Issues with PXE booting or DHCP are not related to Tenantos but are network-related issues.
Installation failed because of network connectivity issues
Typical error messages
This only affects dedicated servers. PXE installations for virtual servers are usually not affected.
- no response after x secs - giving up
- No configuration methods succeeded (http://ipxe.org/040ee119) [Screenshot]
- Failed to retrieve the preconfiguration file [Screenshot]
- TFTP open timeout
- Media test failure, check cable
- Connection timed out (https://ipxe.org/4c116035)
Symptoms
In most cases, the server can obtain an IP from the DHCP server during PXE boot, but re-requesting the IP address fails either during iPXE chainloading or within the OS installer.
The problem mostly occurs on Debian installations, because the Debian-Installer expects a fast IP address assignment. Anaconda-based installations (e.g. CentOS), on the other hand, usually work, although even that must not be the case if PXE chainloading already fails.
Installation Statuses
Installation Hangs at "Preparing boot environment"
If the installation process hangs at "Preparing boot environment", the server either did not receive an IP address from the DHCP server or failed to download the initial PXE file.
- No DHCP lease received? Refer to this section.
- iPXE fails to download files via HTTP? Refer to this section.
Installation Hangs at "Installing operating system"
If the installation remains at "Installing operating system", always check the server console first to determine whether the operating system installation is still in progress, has failed, or has already completed.
In some cases, the installation may have finished successfully, but the callback that marks it as completed could not be sent.

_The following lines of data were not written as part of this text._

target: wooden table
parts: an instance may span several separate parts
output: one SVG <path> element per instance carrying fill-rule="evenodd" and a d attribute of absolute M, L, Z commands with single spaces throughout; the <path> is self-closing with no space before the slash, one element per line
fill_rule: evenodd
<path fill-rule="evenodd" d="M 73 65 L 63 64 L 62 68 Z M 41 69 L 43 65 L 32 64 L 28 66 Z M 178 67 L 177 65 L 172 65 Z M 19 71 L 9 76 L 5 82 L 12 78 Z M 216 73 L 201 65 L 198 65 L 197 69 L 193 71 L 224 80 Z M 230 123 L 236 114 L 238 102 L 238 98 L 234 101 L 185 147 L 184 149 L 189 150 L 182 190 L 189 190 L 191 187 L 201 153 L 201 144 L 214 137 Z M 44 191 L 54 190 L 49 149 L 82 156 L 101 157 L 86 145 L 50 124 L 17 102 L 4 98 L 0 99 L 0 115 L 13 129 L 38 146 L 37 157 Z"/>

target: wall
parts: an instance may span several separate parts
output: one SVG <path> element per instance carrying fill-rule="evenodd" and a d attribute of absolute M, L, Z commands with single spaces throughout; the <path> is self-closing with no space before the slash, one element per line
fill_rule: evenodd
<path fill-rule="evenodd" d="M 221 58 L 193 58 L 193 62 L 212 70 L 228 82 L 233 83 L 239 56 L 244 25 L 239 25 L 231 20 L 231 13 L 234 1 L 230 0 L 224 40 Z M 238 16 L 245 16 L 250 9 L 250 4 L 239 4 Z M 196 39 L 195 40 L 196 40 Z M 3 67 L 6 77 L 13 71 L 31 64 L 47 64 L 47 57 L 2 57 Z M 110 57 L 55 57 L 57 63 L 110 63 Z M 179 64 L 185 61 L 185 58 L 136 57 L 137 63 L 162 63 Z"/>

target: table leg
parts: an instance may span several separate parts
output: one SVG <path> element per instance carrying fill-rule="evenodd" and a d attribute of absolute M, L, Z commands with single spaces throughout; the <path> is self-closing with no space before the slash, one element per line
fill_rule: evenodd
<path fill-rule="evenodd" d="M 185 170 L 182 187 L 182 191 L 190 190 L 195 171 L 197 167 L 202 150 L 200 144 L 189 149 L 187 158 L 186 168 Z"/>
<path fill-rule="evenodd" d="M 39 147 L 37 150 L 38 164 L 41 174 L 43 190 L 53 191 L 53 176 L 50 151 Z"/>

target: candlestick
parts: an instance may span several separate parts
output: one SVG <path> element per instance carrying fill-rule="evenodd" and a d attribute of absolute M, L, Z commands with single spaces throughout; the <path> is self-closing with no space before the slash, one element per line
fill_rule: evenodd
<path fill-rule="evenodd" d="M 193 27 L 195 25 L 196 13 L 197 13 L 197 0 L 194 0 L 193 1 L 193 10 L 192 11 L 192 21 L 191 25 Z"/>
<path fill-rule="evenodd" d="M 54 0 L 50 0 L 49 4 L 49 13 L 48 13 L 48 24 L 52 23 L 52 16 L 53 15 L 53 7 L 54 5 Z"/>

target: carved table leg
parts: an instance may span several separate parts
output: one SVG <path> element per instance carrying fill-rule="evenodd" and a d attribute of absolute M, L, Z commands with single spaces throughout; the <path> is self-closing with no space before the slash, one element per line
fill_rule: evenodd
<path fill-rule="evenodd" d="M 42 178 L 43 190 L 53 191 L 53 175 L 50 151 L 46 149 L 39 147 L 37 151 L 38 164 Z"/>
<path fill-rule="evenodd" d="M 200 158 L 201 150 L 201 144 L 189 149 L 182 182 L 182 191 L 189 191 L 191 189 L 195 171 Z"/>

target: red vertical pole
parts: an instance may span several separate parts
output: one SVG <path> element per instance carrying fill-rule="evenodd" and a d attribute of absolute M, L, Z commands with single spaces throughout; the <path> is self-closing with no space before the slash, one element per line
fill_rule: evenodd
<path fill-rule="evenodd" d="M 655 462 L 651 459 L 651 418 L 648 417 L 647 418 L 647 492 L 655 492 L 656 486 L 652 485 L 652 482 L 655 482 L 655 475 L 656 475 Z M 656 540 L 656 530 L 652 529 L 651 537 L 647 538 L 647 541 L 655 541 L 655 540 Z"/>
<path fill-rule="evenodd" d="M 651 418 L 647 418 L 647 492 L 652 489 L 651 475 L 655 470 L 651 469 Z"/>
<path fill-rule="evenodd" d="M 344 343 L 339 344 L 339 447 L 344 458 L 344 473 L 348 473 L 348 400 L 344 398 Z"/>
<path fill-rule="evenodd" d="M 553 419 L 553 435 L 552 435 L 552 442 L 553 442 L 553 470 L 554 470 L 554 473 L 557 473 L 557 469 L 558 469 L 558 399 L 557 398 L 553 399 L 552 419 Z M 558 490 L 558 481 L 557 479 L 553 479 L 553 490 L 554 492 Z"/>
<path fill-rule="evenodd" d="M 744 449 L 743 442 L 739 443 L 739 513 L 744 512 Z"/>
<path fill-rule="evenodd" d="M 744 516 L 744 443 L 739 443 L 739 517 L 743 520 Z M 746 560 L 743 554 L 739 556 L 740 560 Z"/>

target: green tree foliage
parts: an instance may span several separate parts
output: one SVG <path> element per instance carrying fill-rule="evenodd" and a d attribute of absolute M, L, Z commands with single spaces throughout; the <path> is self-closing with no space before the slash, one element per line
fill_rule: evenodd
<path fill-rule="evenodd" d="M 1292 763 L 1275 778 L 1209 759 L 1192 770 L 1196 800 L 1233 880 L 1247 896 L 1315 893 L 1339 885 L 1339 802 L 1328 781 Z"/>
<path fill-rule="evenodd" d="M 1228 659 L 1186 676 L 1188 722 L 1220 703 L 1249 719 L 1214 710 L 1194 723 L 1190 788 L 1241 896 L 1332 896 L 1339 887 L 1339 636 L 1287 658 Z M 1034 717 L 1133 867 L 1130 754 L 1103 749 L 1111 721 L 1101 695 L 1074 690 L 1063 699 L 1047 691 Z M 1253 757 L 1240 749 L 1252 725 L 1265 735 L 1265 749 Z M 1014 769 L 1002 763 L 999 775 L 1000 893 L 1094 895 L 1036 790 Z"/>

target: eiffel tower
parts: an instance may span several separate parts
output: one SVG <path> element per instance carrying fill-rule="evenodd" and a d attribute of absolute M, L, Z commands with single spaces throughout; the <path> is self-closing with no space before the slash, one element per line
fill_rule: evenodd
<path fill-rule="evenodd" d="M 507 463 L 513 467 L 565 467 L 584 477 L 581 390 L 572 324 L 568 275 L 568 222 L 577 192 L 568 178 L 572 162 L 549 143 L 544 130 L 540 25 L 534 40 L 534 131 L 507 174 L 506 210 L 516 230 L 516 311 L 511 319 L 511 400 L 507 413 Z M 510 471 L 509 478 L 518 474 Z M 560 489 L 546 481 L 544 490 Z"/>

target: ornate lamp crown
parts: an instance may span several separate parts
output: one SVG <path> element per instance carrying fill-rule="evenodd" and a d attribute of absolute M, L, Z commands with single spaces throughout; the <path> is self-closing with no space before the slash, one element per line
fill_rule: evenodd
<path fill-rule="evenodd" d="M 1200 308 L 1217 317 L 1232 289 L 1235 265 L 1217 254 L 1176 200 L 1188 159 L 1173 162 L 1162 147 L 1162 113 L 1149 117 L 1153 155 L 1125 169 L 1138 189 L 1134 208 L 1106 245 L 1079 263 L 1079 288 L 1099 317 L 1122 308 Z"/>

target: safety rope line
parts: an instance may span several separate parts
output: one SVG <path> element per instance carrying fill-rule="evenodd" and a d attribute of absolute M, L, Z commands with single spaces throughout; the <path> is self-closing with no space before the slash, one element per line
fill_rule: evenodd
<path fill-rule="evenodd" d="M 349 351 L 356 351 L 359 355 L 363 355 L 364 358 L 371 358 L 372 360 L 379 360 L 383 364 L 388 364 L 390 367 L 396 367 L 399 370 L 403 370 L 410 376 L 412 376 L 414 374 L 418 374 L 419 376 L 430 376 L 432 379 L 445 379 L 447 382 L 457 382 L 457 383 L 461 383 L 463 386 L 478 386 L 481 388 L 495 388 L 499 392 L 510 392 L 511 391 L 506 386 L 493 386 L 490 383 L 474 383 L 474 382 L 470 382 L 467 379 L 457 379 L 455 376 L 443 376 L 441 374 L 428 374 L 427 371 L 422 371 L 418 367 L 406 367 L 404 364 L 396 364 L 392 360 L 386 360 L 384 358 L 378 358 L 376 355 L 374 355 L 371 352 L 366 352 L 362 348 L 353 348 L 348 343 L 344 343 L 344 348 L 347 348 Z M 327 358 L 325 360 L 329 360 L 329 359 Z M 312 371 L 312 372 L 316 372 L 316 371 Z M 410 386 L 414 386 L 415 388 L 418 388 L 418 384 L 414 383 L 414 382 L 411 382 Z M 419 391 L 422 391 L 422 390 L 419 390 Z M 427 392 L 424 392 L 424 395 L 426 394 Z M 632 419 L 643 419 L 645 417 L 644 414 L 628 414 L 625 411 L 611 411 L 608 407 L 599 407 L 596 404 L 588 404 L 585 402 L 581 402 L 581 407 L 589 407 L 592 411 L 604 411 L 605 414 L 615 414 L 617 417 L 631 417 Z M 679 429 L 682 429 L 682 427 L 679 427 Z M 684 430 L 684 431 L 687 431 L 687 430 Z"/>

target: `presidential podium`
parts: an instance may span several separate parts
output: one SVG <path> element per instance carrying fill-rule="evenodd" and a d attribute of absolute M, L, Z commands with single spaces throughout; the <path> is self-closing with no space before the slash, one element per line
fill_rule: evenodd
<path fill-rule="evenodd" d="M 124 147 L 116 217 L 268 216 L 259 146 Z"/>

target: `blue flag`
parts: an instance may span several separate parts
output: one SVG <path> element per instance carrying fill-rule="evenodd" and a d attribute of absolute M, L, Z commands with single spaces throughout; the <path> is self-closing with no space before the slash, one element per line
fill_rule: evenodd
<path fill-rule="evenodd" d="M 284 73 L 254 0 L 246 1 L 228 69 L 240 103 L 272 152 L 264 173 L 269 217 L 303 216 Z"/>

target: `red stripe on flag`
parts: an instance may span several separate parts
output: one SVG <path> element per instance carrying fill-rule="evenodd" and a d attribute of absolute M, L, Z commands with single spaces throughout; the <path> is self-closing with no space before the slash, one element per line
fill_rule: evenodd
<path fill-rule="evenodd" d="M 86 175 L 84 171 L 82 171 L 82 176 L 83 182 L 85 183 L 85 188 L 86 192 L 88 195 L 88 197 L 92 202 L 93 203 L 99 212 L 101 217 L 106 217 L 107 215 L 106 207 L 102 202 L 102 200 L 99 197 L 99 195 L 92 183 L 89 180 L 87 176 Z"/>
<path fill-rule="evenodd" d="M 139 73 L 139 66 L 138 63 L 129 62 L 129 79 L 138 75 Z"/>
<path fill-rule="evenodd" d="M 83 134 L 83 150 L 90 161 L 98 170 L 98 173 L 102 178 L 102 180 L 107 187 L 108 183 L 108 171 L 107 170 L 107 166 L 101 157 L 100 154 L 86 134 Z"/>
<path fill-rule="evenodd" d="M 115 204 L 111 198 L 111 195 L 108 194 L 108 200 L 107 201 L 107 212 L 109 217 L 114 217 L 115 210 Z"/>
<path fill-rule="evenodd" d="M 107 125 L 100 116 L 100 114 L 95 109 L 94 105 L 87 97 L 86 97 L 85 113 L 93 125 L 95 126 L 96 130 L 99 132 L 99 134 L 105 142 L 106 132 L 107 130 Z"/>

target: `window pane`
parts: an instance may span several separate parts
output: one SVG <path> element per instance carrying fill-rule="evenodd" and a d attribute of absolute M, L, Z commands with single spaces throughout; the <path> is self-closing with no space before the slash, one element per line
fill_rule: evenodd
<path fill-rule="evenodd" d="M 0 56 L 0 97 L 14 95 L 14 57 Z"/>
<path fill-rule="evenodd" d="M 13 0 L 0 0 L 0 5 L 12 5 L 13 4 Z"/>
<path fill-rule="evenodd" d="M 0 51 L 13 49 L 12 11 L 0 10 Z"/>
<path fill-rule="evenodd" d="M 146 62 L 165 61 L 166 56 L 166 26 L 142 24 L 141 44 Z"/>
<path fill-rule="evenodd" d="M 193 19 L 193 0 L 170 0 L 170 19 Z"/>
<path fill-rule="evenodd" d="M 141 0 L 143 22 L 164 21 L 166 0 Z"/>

If the server has already booted into the operating system, refer to this section for further steps.
Possible causes
The issue is nearly always tied to either a failure in network connectivity or a misconfiguration of the switch. We try to increase the default timeouts if technically possible, but if the network is not configured optimally, problems may still occur.
The most common cause for issues like these is that the interface is in a blocking state due to STP.
- If, during the PXE boot process, the server successfully obtains an IP address via DHCP, but then encounters a failure when chainloading a newer iPXE version (i.e., the PXE process restarts and fails to renew the IP request via DHCP), this is usually indicative of a problem with the STP configuration.
- If the server receives an IP address via DHCP during PXE boot, but the process times out during the HTTP data download, this scenario also often points to potential issues with the STP configuration.
The following article delves into all common causes and provides further information about the STP below.
No DHCP lease received
If no DHCP lease has been received, a network-related issue is likely. Please verify the following:
- If multiple VLANs are used, ensure that a DHCP relay has been configured or an additional remote agent has been installed in the VLAN.
- Verify that your network satisfies the DHCP requirements and no firewall is blocking DHCP packets. For example, a firewall configuration may exist to block rogue DHCP servers.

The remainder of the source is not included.